In the domain of dialectics Rabbi Meïr found a successful rival in the person of Samuel Edels, known by the abbreviated name of MaHaRSHO101 (died 1631), who occupied the post of rabbi in Posen, Lublin, and Ostrog. In his comprehensive expositions to all the sections of the Talmudic Halakha (Hiddushe Halakhoth, "Novel Expositions of the Halakha"), he endeavored principally to exercise the thinking faculties and the memory of his students by an ingenious comparison of texts and by other scholastic intricacies. The dialectic commentary of Edels became one of the most important handbooks for the study of the Talmud in the heders and yeshibahs, and is frequently used there in our own days. His commentary on the Talmudic Haggada is strewn over with Cabalistic and religio-philosophic ideas of the conservative Jewish thinkers of the Middle Ages.
In the middle of the seventeenth century the authority of the Shulhan Arukh, as edited by Isserles, had been so firmly established in Poland that this code was studied and expounded with even greater zeal than the Talmud. Joel Sirkis (died 1640) delivered lectures on Jewish Law on the basis of the Turim and the Shulhan Arukh. He wrote a commentary to the former under the name of Beth Hadash ("New House," abbreviated to BaH), and published a large number of opinions on questions of religious law. He held the Cabala in esteem, while condemning philosophy violently. His younger contemporaries devoted themselves exclusively to the exposition of the Shulhan Arukh, particularly to the section called Yore De`a,102 dealing with the Jewish ritual, such as the religious customs of the home, the dietary laws, etc. Two elaborate commentaries to the Yore De`a appeared in 1646, the one composed by David Halevi, rabbi in Lemberg and Ostrog, under the title Ture Zahab,103 and the other written by the famous Vilna scholar Sabbatai Kohen, under the name Sifthe Kohen ("Lips of the Priest").104 These two commentaries, known by their abbreviated titles of TaZ and ShaK, have since that time been published together with the text of the Shulhan Arukh.
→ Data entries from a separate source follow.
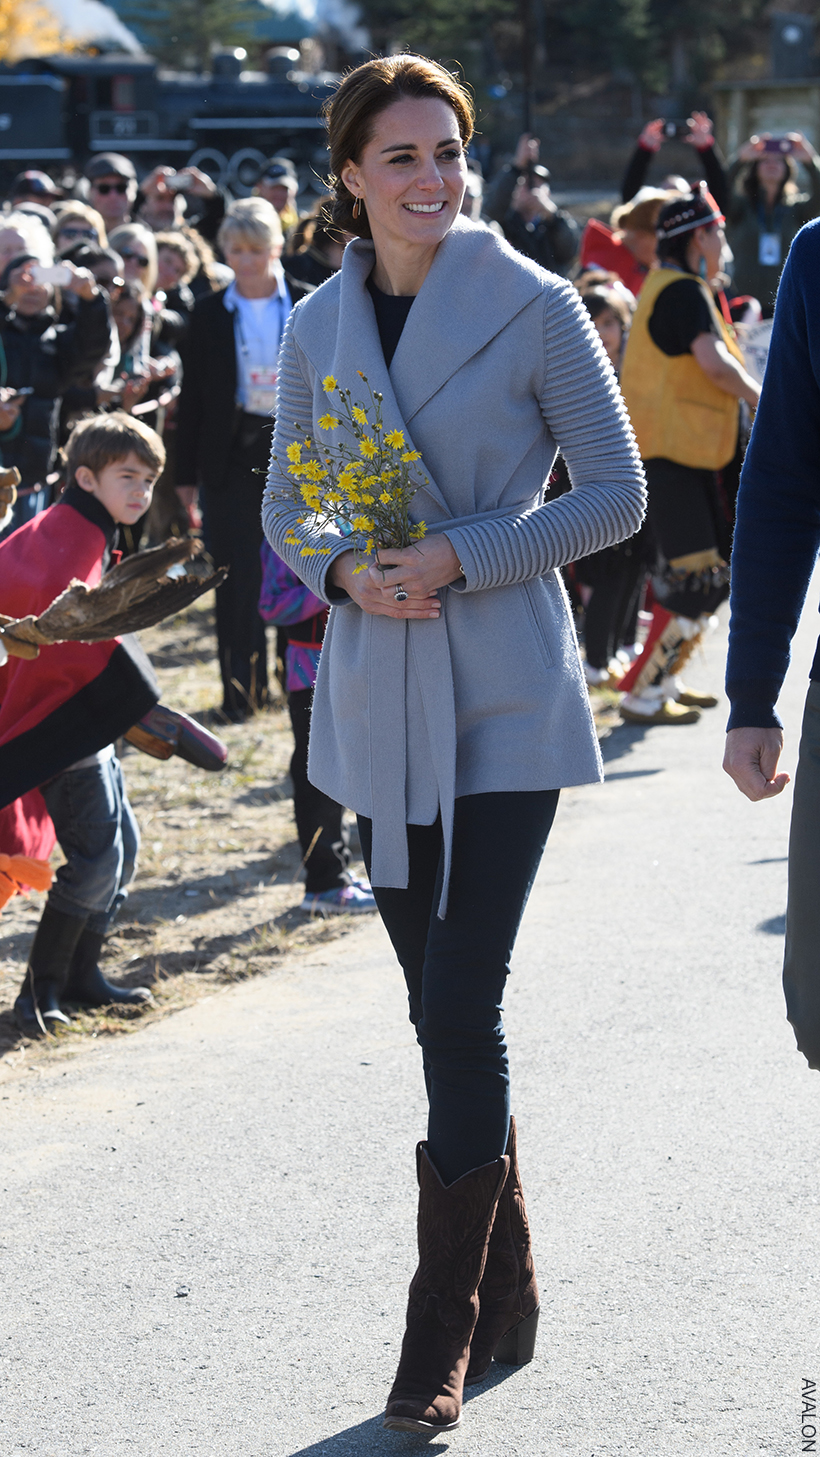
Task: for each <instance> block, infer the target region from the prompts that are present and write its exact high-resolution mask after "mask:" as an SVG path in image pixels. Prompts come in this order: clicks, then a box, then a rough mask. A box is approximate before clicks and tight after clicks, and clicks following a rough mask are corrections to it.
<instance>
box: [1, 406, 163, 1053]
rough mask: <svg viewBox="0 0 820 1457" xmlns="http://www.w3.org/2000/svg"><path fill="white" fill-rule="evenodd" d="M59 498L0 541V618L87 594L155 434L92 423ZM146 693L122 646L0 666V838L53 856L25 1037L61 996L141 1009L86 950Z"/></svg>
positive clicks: (105, 922) (128, 496)
mask: <svg viewBox="0 0 820 1457" xmlns="http://www.w3.org/2000/svg"><path fill="white" fill-rule="evenodd" d="M66 455H67V479H68V485H67V488H66V491H64V494H63V497H61V498H60V501H58V503H57V504H55V506H52V507H50V508H48V510H47V511H42V513H41V514H39V516H36V517H33V520H31V522H28V523H26V525H25V526H20V527H19V529H17V530H16V532H13V535H12V536H9V538H7V539H6V541H4V542H1V543H0V613H3V615H4V616H7V618H22V616H26V615H29V613H31V615H32V616H36V615H38V613H41V612H44V610H45V608H47V606H50V603H51V602H52V600H54V597H57V596H58V594H60V593H61V592H63V590H64V589H66V587H67V586H68V584H70V583H71V581H73V580H77V578H79V580H80V581H84V583H87V584H89V586H90V587H93V586H96V584H98V583H99V580H100V577H102V574H103V571H105V570H106V568H108V567H109V565H111V562H112V559H114V558H115V555H117V554H114V552H112V546H114V541H115V536H117V530H118V525H127V526H131V525H134V522H137V520H138V517H140V516H143V513H144V511H146V510H147V508H149V506H150V501H151V492H153V488H154V482H156V479H157V476H159V474H160V471H162V468H163V465H165V447H163V444H162V440H160V437H159V436H157V434H156V433H154V431H153V430H149V427H147V425H143V424H141V423H140V421H137V420H133V418H131V417H130V415H125V414H121V412H118V414H112V415H95V417H93V418H90V420H84V421H83V423H82V424H79V425H77V427H76V430H74V431H73V433H71V437H70V440H68V444H67V447H66ZM157 699H159V689H157V683H156V678H154V675H153V670H151V666H150V663H149V660H147V657H146V656H144V653H143V650H141V648H140V645H138V643H137V641H135V640H134V638H128V637H124V638H115V640H112V641H109V643H55V644H52V645H50V647H44V648H41V651H39V656H38V657H36V659H33V660H29V659H22V657H10V659H9V660H7V663H4V664H3V666H0V841H1V842H3V848H4V849H6V851H10V852H13V851H17V852H22V854H32V855H38V857H39V858H45V857H47V855H48V854H50V851H51V848H52V845H54V839H58V841H60V847H61V849H63V852H64V855H66V864H64V865H60V868H58V870H57V874H55V879H54V884H52V887H51V890H50V893H48V900H47V903H45V909H44V914H42V919H41V922H39V925H38V930H36V934H35V938H33V944H32V950H31V956H29V965H28V969H26V976H25V981H23V985H22V988H20V994H19V997H17V1000H16V1002H15V1018H16V1023H17V1027H19V1029H20V1032H23V1033H25V1034H26V1036H32V1037H36V1036H41V1034H42V1030H44V1029H52V1027H54V1026H55V1024H57V1023H67V1021H68V1018H67V1017H66V1014H64V1011H61V1007H60V1002H61V1000H64V1001H76V1002H84V1004H86V1005H92V1007H95V1005H98V1007H99V1005H103V1004H105V1002H112V1001H130V1002H133V1001H146V1000H147V998H149V997H150V992H149V991H147V988H134V989H130V991H124V989H122V988H115V986H111V983H109V982H106V981H105V978H103V976H102V972H100V970H99V966H98V959H99V951H100V947H102V941H103V937H105V932H106V931H108V928H109V925H111V922H112V921H114V916H115V915H117V911H118V909H119V906H121V903H122V900H124V899H125V895H127V890H128V884H130V883H131V880H133V877H134V870H135V861H137V849H138V842H140V832H138V828H137V822H135V819H134V814H133V810H131V806H130V804H128V800H127V797H125V788H124V782H122V771H121V768H119V761H118V759H117V755H115V752H114V740H115V739H117V737H118V736H119V734H122V733H125V731H127V730H128V729H131V726H133V724H134V723H137V721H138V720H140V718H141V717H143V715H144V714H146V712H147V711H149V710H150V708H153V705H154V704H156V702H157Z"/></svg>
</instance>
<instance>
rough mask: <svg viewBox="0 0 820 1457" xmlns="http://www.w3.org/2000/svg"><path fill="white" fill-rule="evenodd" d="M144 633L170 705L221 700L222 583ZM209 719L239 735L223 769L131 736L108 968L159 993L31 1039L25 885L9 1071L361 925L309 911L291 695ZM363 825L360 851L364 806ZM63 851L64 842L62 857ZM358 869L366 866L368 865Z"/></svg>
mask: <svg viewBox="0 0 820 1457" xmlns="http://www.w3.org/2000/svg"><path fill="white" fill-rule="evenodd" d="M141 641H143V645H144V647H146V650H147V651H149V654H150V657H151V661H153V664H154V667H156V670H157V676H159V680H160V685H162V701H163V702H165V704H167V705H169V707H170V708H179V710H184V711H185V712H189V714H194V715H197V717H204V715H207V714H208V710H213V708H214V705H217V704H218V702H220V699H221V692H220V682H218V672H217V666H216V660H214V651H213V648H214V610H213V594H208V596H207V597H202V599H201V600H200V602H197V603H194V606H192V608H189V609H188V610H186V612H184V613H181V616H178V618H175V619H173V621H169V622H165V624H162V625H160V627H157V628H151V631H149V632H143V634H141ZM208 726H210V727H211V729H213V731H214V733H218V736H220V737H221V739H224V742H226V743H227V746H229V765H227V768H226V769H224V771H223V772H221V774H205V772H204V771H200V769H195V768H192V766H191V765H189V763H185V762H184V761H182V759H176V758H175V759H167V761H165V762H163V761H159V759H151V758H149V756H147V755H144V753H140V752H138V750H135V749H131V746H130V745H125V746H124V747H125V753H124V759H122V768H124V772H125V782H127V787H128V796H130V800H131V803H133V806H134V810H135V814H137V819H138V823H140V830H141V836H143V844H141V851H140V864H138V870H137V877H135V880H134V886H133V889H131V895H130V898H128V900H127V903H125V906H124V908H122V912H121V915H119V918H118V921H117V924H115V928H114V931H112V934H111V937H109V938H108V941H106V947H105V960H103V962H102V967H103V972H105V975H106V976H108V978H109V979H112V981H115V982H119V983H121V985H125V986H150V988H151V991H153V998H154V1001H153V1005H150V1004H149V1005H147V1007H146V1010H141V1008H124V1010H117V1011H115V1010H114V1008H102V1010H100V1011H96V1013H77V1014H76V1016H74V1020H73V1024H71V1029H66V1030H64V1032H60V1033H57V1034H55V1036H54V1037H50V1039H48V1042H36V1043H35V1042H25V1040H23V1039H20V1036H19V1033H17V1030H16V1027H15V1023H13V1018H12V1010H10V1008H12V1002H13V1000H15V997H16V994H17V988H19V985H20V982H22V978H23V973H25V966H26V956H28V950H29V946H31V940H32V935H33V931H35V927H36V922H38V919H39V915H41V911H42V905H44V900H45V896H41V895H32V896H31V898H28V899H23V898H22V896H16V898H13V899H12V900H10V902H9V905H7V906H6V909H4V911H3V912H1V915H0V1080H3V1077H9V1075H13V1074H15V1071H16V1072H19V1071H20V1069H22V1068H25V1067H29V1065H35V1064H36V1062H39V1061H42V1059H44V1058H47V1059H52V1058H64V1056H71V1055H73V1053H74V1052H76V1050H77V1049H79V1048H82V1046H83V1043H86V1039H89V1037H118V1036H127V1034H128V1033H133V1032H137V1030H138V1029H140V1027H141V1026H144V1024H146V1023H147V1021H154V1020H156V1018H157V1017H165V1016H167V1014H169V1013H173V1011H178V1010H179V1008H181V1007H185V1005H188V1004H189V1002H191V1001H195V1000H197V998H198V997H201V995H204V994H205V992H207V994H213V992H214V989H217V988H220V986H227V985H230V983H232V982H236V981H242V979H243V978H246V976H253V975H258V973H262V972H264V973H271V972H283V970H284V959H285V957H290V956H293V954H297V953H299V951H300V950H303V949H307V947H310V946H315V944H316V943H318V941H326V940H331V938H334V937H338V935H344V934H345V931H347V930H350V925H351V921H352V918H351V916H334V918H331V919H322V918H310V916H306V915H303V914H301V912H300V911H299V905H300V902H301V898H303V887H301V870H300V860H301V852H300V848H299V841H297V838H296V826H294V822H293V801H291V787H290V777H288V761H290V755H291V746H293V740H291V731H290V718H288V714H287V707H285V702H284V699H281V701H278V702H277V704H274V707H272V708H271V710H268V711H265V712H262V714H258V715H256V717H255V718H252V720H251V721H249V723H246V724H239V726H233V724H226V726H220V724H217V723H213V721H208ZM351 830H352V836H351V838H352V848H354V852H355V849H357V848H358V841H357V836H355V820H354V819H352V816H351ZM61 858H63V857H61V855H60V851H55V854H54V864H55V865H57V864H60V861H61ZM352 870H354V873H361V874H364V867H363V865H361V863H354V865H352Z"/></svg>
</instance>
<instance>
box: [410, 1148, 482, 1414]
mask: <svg viewBox="0 0 820 1457" xmlns="http://www.w3.org/2000/svg"><path fill="white" fill-rule="evenodd" d="M417 1163H418V1269H417V1272H415V1275H414V1278H412V1281H411V1287H409V1303H408V1323H406V1332H405V1338H403V1340H402V1355H401V1359H399V1370H398V1372H396V1380H395V1381H393V1389H392V1391H390V1396H389V1397H387V1410H386V1413H385V1426H387V1428H389V1429H390V1431H399V1432H427V1434H431V1432H447V1431H450V1429H452V1428H453V1426H457V1425H459V1422H460V1419H462V1391H463V1384H465V1372H466V1370H468V1362H469V1355H470V1336H472V1333H473V1329H475V1323H476V1317H478V1294H476V1292H478V1285H479V1281H481V1276H482V1273H484V1262H485V1259H486V1241H488V1238H489V1231H491V1228H492V1220H494V1217H495V1208H497V1205H498V1196H500V1195H501V1190H502V1187H504V1180H505V1179H507V1173H508V1169H510V1160H508V1158H507V1157H505V1155H502V1157H501V1158H497V1160H495V1163H492V1164H484V1167H482V1169H472V1170H470V1173H468V1174H463V1176H462V1177H460V1179H456V1182H454V1183H452V1185H449V1186H447V1187H446V1186H444V1185H443V1183H441V1179H440V1177H438V1173H437V1171H435V1167H434V1164H433V1163H431V1160H430V1155H428V1152H427V1145H425V1144H419V1145H418V1148H417Z"/></svg>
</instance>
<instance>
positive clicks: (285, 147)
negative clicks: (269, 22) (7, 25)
mask: <svg viewBox="0 0 820 1457" xmlns="http://www.w3.org/2000/svg"><path fill="white" fill-rule="evenodd" d="M242 57H243V52H242V51H224V52H221V54H217V55H214V60H213V71H211V74H207V76H197V74H188V73H173V71H159V70H157V64H156V61H153V60H151V58H150V57H134V55H114V54H103V55H50V57H45V58H44V57H39V58H36V60H29V61H23V63H19V64H17V66H15V67H13V68H3V70H0V181H6V185H7V184H9V181H10V179H12V178H13V176H15V175H16V173H17V172H22V170H25V169H28V168H42V169H44V170H48V172H51V173H60V172H61V170H63V169H64V166H66V165H67V163H68V162H71V163H74V165H76V166H82V165H83V163H84V162H86V160H87V159H89V156H92V154H93V153H95V152H121V153H125V154H127V156H130V157H131V159H133V162H134V165H135V166H137V170H138V172H140V173H144V172H149V170H150V169H151V168H154V166H157V165H159V163H160V162H162V163H166V165H169V166H175V168H178V169H179V168H184V166H197V168H201V169H202V170H204V172H207V173H208V175H210V176H213V178H214V181H217V182H220V184H223V185H227V186H229V188H230V189H232V192H233V194H234V195H237V197H240V195H243V194H246V192H248V191H249V189H251V186H252V185H253V182H255V181H256V176H258V173H259V168H261V165H262V162H264V160H265V159H267V157H269V156H271V154H274V153H283V152H284V153H287V154H288V156H291V157H293V159H294V160H296V162H297V163H303V165H306V166H315V168H316V169H318V170H319V172H322V170H323V168H325V166H326V154H325V150H323V141H325V125H323V121H322V118H320V115H319V112H320V106H322V103H323V101H325V99H326V98H328V96H329V95H331V90H332V82H334V77H331V76H326V74H325V76H320V77H316V76H304V74H299V73H296V71H293V68H291V67H293V52H290V57H288V52H284V54H283V52H277V51H274V52H271V55H269V58H268V70H267V71H243V70H242Z"/></svg>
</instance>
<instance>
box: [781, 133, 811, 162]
mask: <svg viewBox="0 0 820 1457" xmlns="http://www.w3.org/2000/svg"><path fill="white" fill-rule="evenodd" d="M787 136H788V140H789V141H791V144H792V146H791V154H792V157H794V160H795V162H816V160H817V153H816V150H814V147H813V146H811V143H810V141H808V138H807V137H804V136H803V131H788V133H787Z"/></svg>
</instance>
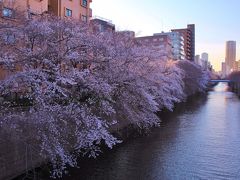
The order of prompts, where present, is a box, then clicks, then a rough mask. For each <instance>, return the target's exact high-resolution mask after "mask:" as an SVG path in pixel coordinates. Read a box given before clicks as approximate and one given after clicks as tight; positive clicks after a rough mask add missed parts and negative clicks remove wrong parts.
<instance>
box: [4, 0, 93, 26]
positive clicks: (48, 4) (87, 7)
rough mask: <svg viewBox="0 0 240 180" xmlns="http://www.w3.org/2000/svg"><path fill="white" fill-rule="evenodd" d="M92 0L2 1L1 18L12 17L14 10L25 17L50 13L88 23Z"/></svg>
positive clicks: (32, 0)
mask: <svg viewBox="0 0 240 180" xmlns="http://www.w3.org/2000/svg"><path fill="white" fill-rule="evenodd" d="M91 2H92V0H11V1H10V0H2V2H1V1H0V3H1V11H2V13H1V14H2V17H13V16H14V10H15V9H16V10H19V11H23V12H25V13H26V15H28V16H31V15H38V14H43V13H51V14H54V15H56V16H59V17H72V18H74V19H80V20H82V21H84V22H89V20H90V18H91V17H92V9H91V8H90V3H91Z"/></svg>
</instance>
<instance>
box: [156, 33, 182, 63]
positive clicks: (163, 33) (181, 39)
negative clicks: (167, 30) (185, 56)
mask: <svg viewBox="0 0 240 180" xmlns="http://www.w3.org/2000/svg"><path fill="white" fill-rule="evenodd" d="M161 35H167V36H169V38H170V40H171V45H172V51H173V59H174V60H184V59H185V53H184V39H183V37H182V36H181V34H180V33H179V32H162V33H155V34H154V36H161Z"/></svg>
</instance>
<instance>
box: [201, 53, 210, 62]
mask: <svg viewBox="0 0 240 180" xmlns="http://www.w3.org/2000/svg"><path fill="white" fill-rule="evenodd" d="M201 58H202V60H204V61H208V53H202V56H201Z"/></svg>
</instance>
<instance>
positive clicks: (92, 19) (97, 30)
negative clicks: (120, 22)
mask: <svg viewBox="0 0 240 180" xmlns="http://www.w3.org/2000/svg"><path fill="white" fill-rule="evenodd" d="M90 23H91V27H92V28H93V31H94V32H115V25H114V24H113V23H112V21H110V20H108V19H105V18H101V17H96V18H94V19H92V20H91V21H90Z"/></svg>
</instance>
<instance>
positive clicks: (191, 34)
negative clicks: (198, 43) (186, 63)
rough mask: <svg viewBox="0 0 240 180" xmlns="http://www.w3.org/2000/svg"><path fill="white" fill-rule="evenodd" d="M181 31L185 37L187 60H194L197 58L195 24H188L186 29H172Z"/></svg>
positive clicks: (178, 30)
mask: <svg viewBox="0 0 240 180" xmlns="http://www.w3.org/2000/svg"><path fill="white" fill-rule="evenodd" d="M172 32H179V33H180V34H181V35H182V36H183V39H184V52H185V56H186V59H187V60H190V61H194V58H195V25H194V24H188V25H187V28H185V29H172Z"/></svg>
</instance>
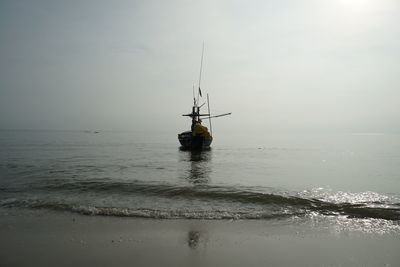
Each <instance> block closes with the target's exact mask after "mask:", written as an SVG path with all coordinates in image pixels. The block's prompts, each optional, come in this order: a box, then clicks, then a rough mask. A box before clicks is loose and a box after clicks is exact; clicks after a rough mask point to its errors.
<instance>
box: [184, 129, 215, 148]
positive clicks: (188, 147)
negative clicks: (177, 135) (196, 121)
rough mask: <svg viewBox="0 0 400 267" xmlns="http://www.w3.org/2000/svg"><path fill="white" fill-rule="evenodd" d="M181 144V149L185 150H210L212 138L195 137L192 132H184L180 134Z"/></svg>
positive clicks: (204, 137) (196, 136)
mask: <svg viewBox="0 0 400 267" xmlns="http://www.w3.org/2000/svg"><path fill="white" fill-rule="evenodd" d="M178 139H179V142H180V143H181V149H184V150H204V149H209V148H210V145H211V142H212V137H211V138H206V137H204V136H201V135H200V136H193V135H192V132H191V131H187V132H183V133H181V134H178Z"/></svg>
This literary productivity was largely stimulated by the rapid growth of Jewish typography in Poland. The first Jewish book printed in that country is the Pentateuch (Cracow, 1530). In the second half of the sixteenth century two large printing-presses, those of Cracow and Lublin, were active in publishing a vast number of old and new books from the domain of Talmudic, Rabbinic, and popular-didactic literature. In 1566 King Sigismund Augustus granted Benedict Levita, of Cracow, the monopoly of importing into Poland Jewish books from abroad. Again, in 1578, Stephen Batory bestowed on a certain Kalman the right of printing Jewish books in Lublin, owing to the difficulty of importing them from abroad. One of the causes of this intensified typographic activity in Poland was the papal censorship of the Talmud, which was established in Italy in 1564. From that time the printing-offices of Cracow and Lublin competed successfully with the technically perfected printing-presses of Venice and Prague, and the Polish book-market, as a result, was more and more dominated by local editions.